Dr. Hoopes and his team have tested the combination of magnetic nanoparticle and the chemotherapy cisplatin, one of the first chemotherapy drugs used to treat breast cancer. While cisplatin has been shown to be effective against breast tumors, like all chemotherapy drugs, its treatment potential is limited by toxic side effects. Dr. Hoopes hypothesized that selective heating of individual cancer cells could improve the cancer selectivity of cisplatin. The researchers used mouse models of breast cancer to test their hypothesis. The magnetic nanoparticle heating plus the cisplatin treatment was approximately twice as effective as either treatment alone.

Dr. Hoopes has observed similar synergism in his dog patients. In addition to the treatment with magnetic nanoparticles, some dogs also received radiation treatment. The researchers found that dogs given radiation treatment after the injection of nanoparticles (but no magnetic field) responded better than those treated with radiation alone. Further study revealed that the addition of the magnetic field produced an even better response. Additional experiments have shown that radiation given before the magnetic nanoparticles improves the uptake of systemically administered nanoparticles by the tumor cells. Radiation changes the microenvironment of the tumor cells, leading to increased nanoparticle uptake,” explains Dr. Hoopes.

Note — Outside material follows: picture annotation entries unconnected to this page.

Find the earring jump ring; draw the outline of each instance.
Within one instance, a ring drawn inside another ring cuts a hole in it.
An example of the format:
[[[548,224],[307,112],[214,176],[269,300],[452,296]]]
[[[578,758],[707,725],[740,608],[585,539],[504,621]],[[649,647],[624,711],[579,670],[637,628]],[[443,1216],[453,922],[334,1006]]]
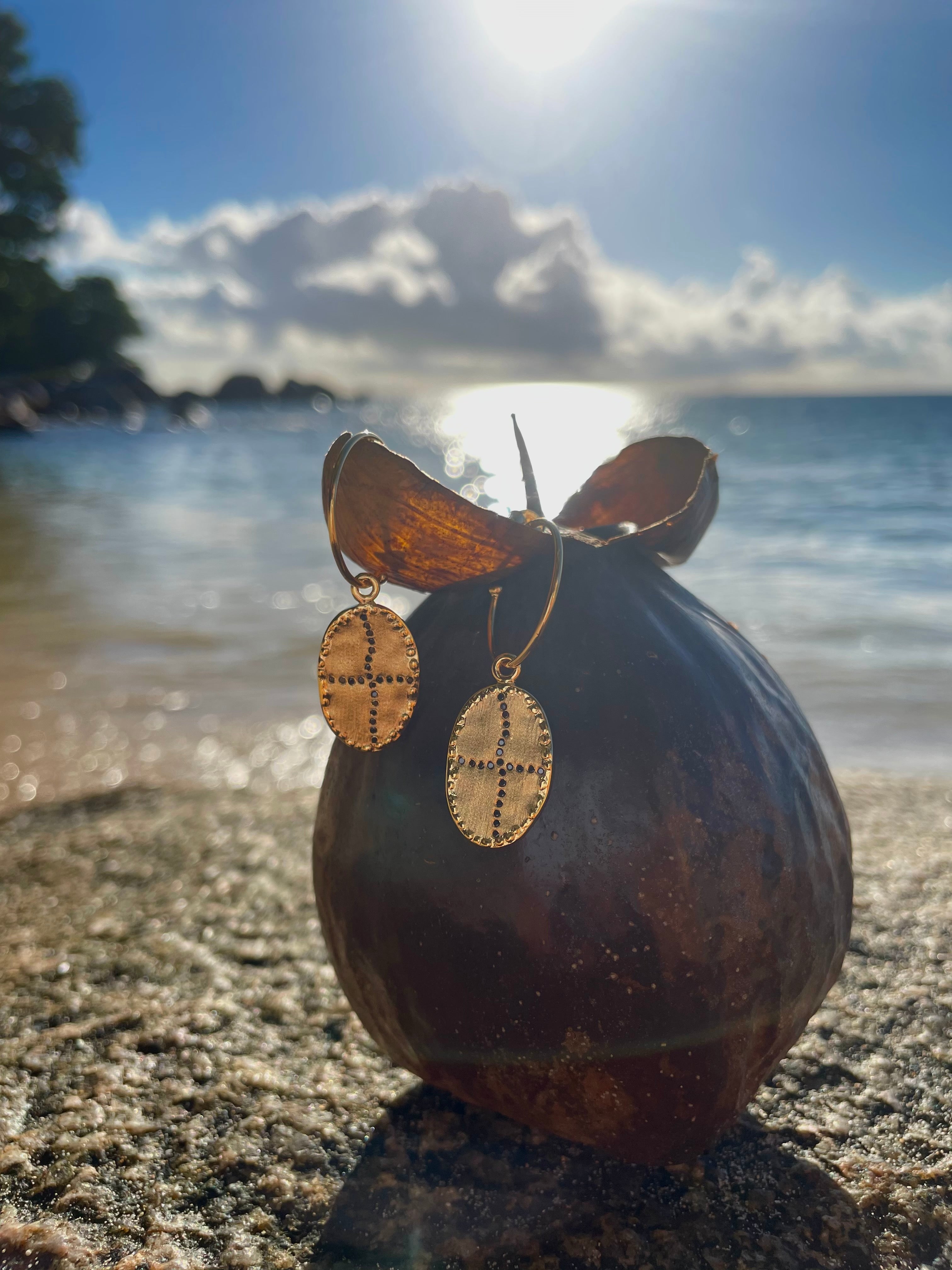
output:
[[[559,587],[560,587],[560,584],[562,582],[562,554],[564,552],[562,552],[562,536],[559,532],[559,526],[553,525],[551,521],[543,519],[542,517],[538,517],[537,519],[534,519],[534,521],[532,521],[529,523],[532,525],[533,528],[546,530],[551,535],[551,537],[552,537],[552,545],[555,547],[555,559],[552,560],[552,577],[551,577],[550,583],[548,583],[548,596],[546,598],[546,607],[542,610],[542,616],[539,617],[538,625],[536,626],[536,630],[532,632],[532,636],[529,638],[528,644],[522,650],[522,653],[519,653],[518,657],[510,657],[508,653],[501,653],[498,657],[495,655],[495,650],[493,648],[493,631],[494,631],[495,621],[496,621],[496,605],[499,603],[499,596],[500,596],[503,588],[501,587],[490,587],[489,588],[489,593],[490,593],[491,598],[490,598],[490,602],[489,602],[489,618],[487,618],[487,630],[486,630],[486,634],[489,636],[489,652],[490,652],[490,655],[495,658],[494,662],[493,662],[493,676],[496,679],[496,682],[499,682],[499,683],[503,683],[503,682],[512,683],[513,679],[515,679],[515,677],[518,676],[519,668],[520,668],[522,663],[529,655],[529,653],[532,652],[532,648],[533,648],[536,640],[539,638],[539,635],[542,634],[542,631],[546,629],[546,622],[548,621],[548,618],[550,618],[550,616],[552,613],[552,608],[555,607],[556,597],[559,596]],[[508,676],[503,676],[503,673],[501,673],[503,669],[513,671],[514,673],[513,674],[508,674]]]
[[[344,433],[344,436],[347,436],[347,433]],[[340,550],[340,544],[338,542],[336,503],[338,503],[338,485],[340,484],[340,474],[344,470],[344,464],[347,462],[350,451],[355,446],[358,446],[362,441],[376,441],[378,446],[383,444],[381,438],[373,432],[358,432],[345,442],[344,448],[338,455],[338,461],[334,464],[334,478],[330,485],[330,498],[327,499],[327,514],[325,519],[327,521],[327,537],[330,538],[330,550],[334,555],[334,563],[340,570],[340,574],[344,578],[344,580],[350,583],[350,593],[353,594],[354,599],[374,601],[377,598],[377,594],[380,593],[381,583],[386,582],[386,578],[377,579],[373,577],[373,574],[369,573],[359,573],[357,574],[357,577],[354,577],[354,574],[350,573],[348,566],[344,564],[344,552]],[[372,594],[368,596],[360,594],[360,588],[368,585],[376,587]]]

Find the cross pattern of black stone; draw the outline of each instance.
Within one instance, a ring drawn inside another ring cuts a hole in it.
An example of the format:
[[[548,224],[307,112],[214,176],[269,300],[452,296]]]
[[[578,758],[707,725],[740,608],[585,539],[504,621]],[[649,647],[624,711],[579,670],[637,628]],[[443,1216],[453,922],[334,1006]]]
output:
[[[500,719],[500,729],[499,729],[500,737],[499,737],[499,742],[496,743],[496,752],[495,752],[495,754],[491,758],[485,758],[485,759],[484,758],[471,758],[468,761],[468,763],[467,763],[466,758],[462,754],[459,754],[459,757],[457,759],[459,767],[468,766],[468,767],[475,767],[479,771],[484,771],[485,770],[487,772],[494,772],[494,773],[499,772],[499,785],[496,786],[495,815],[493,817],[493,837],[494,838],[501,837],[501,833],[500,833],[500,828],[501,828],[500,812],[503,810],[503,805],[505,803],[506,780],[512,779],[510,776],[508,776],[508,773],[512,773],[512,772],[531,772],[533,776],[538,773],[539,779],[542,779],[545,776],[545,767],[542,767],[541,763],[538,765],[538,767],[534,763],[529,763],[528,767],[524,767],[522,763],[508,763],[506,762],[506,759],[505,759],[505,743],[509,740],[509,710],[506,709],[506,704],[505,704],[505,693],[500,692],[496,696],[496,701],[499,701],[499,705],[500,705],[501,719]]]
[[[363,671],[358,671],[355,674],[339,674],[338,683],[348,683],[352,687],[368,687],[369,688],[369,702],[371,702],[371,740],[377,739],[377,705],[380,701],[377,685],[392,683],[396,679],[397,683],[413,683],[413,674],[377,674],[373,673],[373,657],[377,652],[377,639],[373,634],[373,626],[371,626],[371,618],[366,608],[358,608],[357,616],[363,624],[363,632],[367,639],[367,652],[363,655]],[[334,683],[334,676],[327,676],[327,683]]]

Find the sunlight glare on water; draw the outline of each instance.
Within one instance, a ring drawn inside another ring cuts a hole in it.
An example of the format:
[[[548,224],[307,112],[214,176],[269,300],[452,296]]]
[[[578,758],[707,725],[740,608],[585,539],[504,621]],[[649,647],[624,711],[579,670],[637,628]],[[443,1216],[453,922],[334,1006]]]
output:
[[[526,438],[542,508],[556,516],[599,464],[647,424],[641,394],[598,384],[495,384],[451,396],[440,431],[480,461],[482,493],[508,513],[526,507],[510,415]]]

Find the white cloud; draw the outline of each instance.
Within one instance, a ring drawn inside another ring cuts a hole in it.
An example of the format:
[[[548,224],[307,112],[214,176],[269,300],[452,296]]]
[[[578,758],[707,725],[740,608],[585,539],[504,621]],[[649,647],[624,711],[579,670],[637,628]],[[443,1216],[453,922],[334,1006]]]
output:
[[[726,286],[607,260],[570,208],[473,182],[326,204],[226,204],[123,237],[71,204],[56,264],[121,279],[157,385],[235,370],[345,389],[597,380],[680,391],[952,389],[952,284],[872,293],[748,250]]]

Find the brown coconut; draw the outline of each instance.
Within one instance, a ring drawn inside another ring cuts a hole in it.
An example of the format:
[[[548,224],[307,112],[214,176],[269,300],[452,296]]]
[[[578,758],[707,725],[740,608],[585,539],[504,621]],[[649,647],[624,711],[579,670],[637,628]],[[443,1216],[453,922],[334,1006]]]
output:
[[[327,476],[336,442],[325,465]],[[517,843],[457,831],[454,718],[545,603],[551,542],[358,447],[338,523],[362,568],[429,598],[410,618],[416,711],[378,753],[335,742],[317,907],[340,983],[395,1063],[461,1099],[645,1163],[703,1151],[835,980],[849,829],[777,673],[663,565],[717,505],[687,437],[628,446],[561,516],[565,569],[520,685],[548,715],[552,785]],[[631,526],[637,528],[632,532]]]

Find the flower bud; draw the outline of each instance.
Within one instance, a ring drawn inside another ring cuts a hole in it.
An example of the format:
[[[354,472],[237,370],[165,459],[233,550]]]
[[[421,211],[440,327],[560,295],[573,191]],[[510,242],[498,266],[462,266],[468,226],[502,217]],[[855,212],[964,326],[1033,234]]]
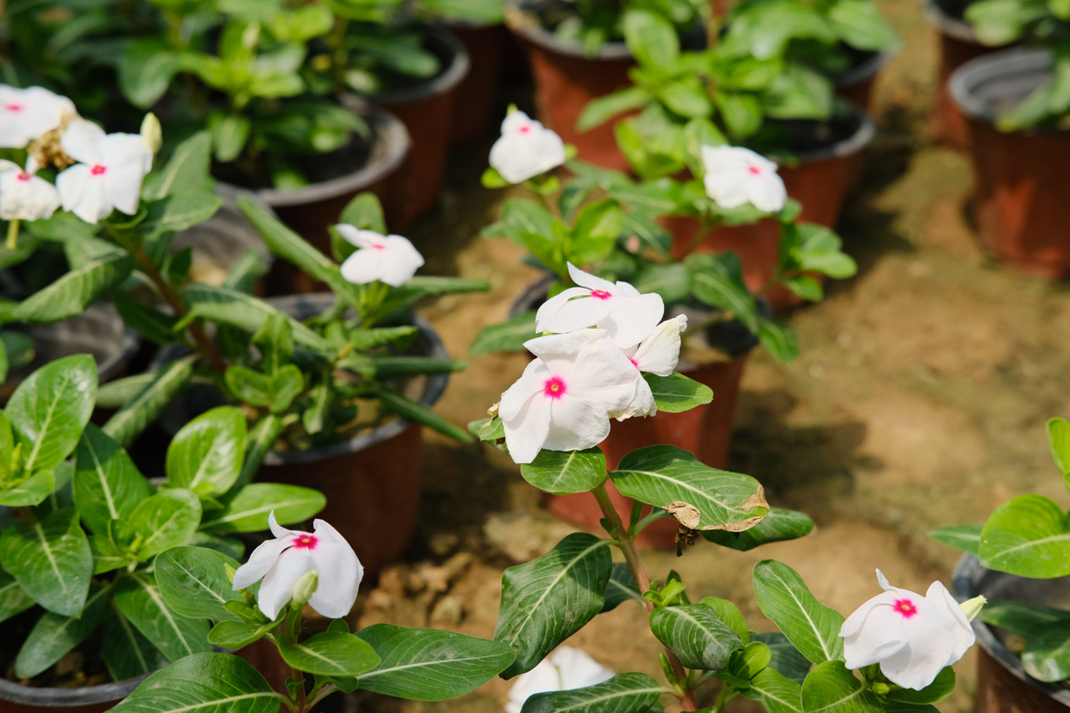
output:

Dr. Hoopes is optimistic about the therapeutic benefits of his research. Already the magnetic nanoparticles have significantly extended the lives of animal patients. He plans to continue treating animal patients while simultaneously conducting the experiments that will enable his team to improve treatments. “Ultimately, our goal is to treat a variety of tumor types in animal patients—we, of course, are passionate about helping the animals, but also know that the information we learn will directly prepare us to perform these treatments in human cancer patients.”

Dr. P. Jack Hoopes is Professor of Surgery, Radiation Oncology at the Geisel School of Medicine and Adjunct Professor of Engineering at the Thayer School of Engineerring, Dartmouth College. He also serves as Director for the Surgery and Radiation Research Laboratories,the Center for Comparative Medicine and Research and the Small Animal Imaging, Radiation and Microscopy Resource for Dartmouth-Hitchcock Norris Cotton Cancer Center. Dr. Hoopes is a veterinarian with specialty training in pathology.

After graduating from veterinary school, Dr. Hoopes completed a residency in zoo medicine at the National Zoo in Washington D.C. and a residency in veterinary pathology at Colorado State University. While in Colorado, Dr. Hoopes performed pathology studies on many cancer patients and decided to pursue a PhD degree in cancer and radiation research. He completed a post-doctoral fellowship in radiation oncology at Duke University and North Carolina State University before taking a position at Dartmouth College. “It has not been a typical career path,” Dr. Hoopes reflects. When not in the laboratory, Dr. Hoopes enjoys traveling, hiking , running and other types of endurance exercise, working outside, and spending time with his family.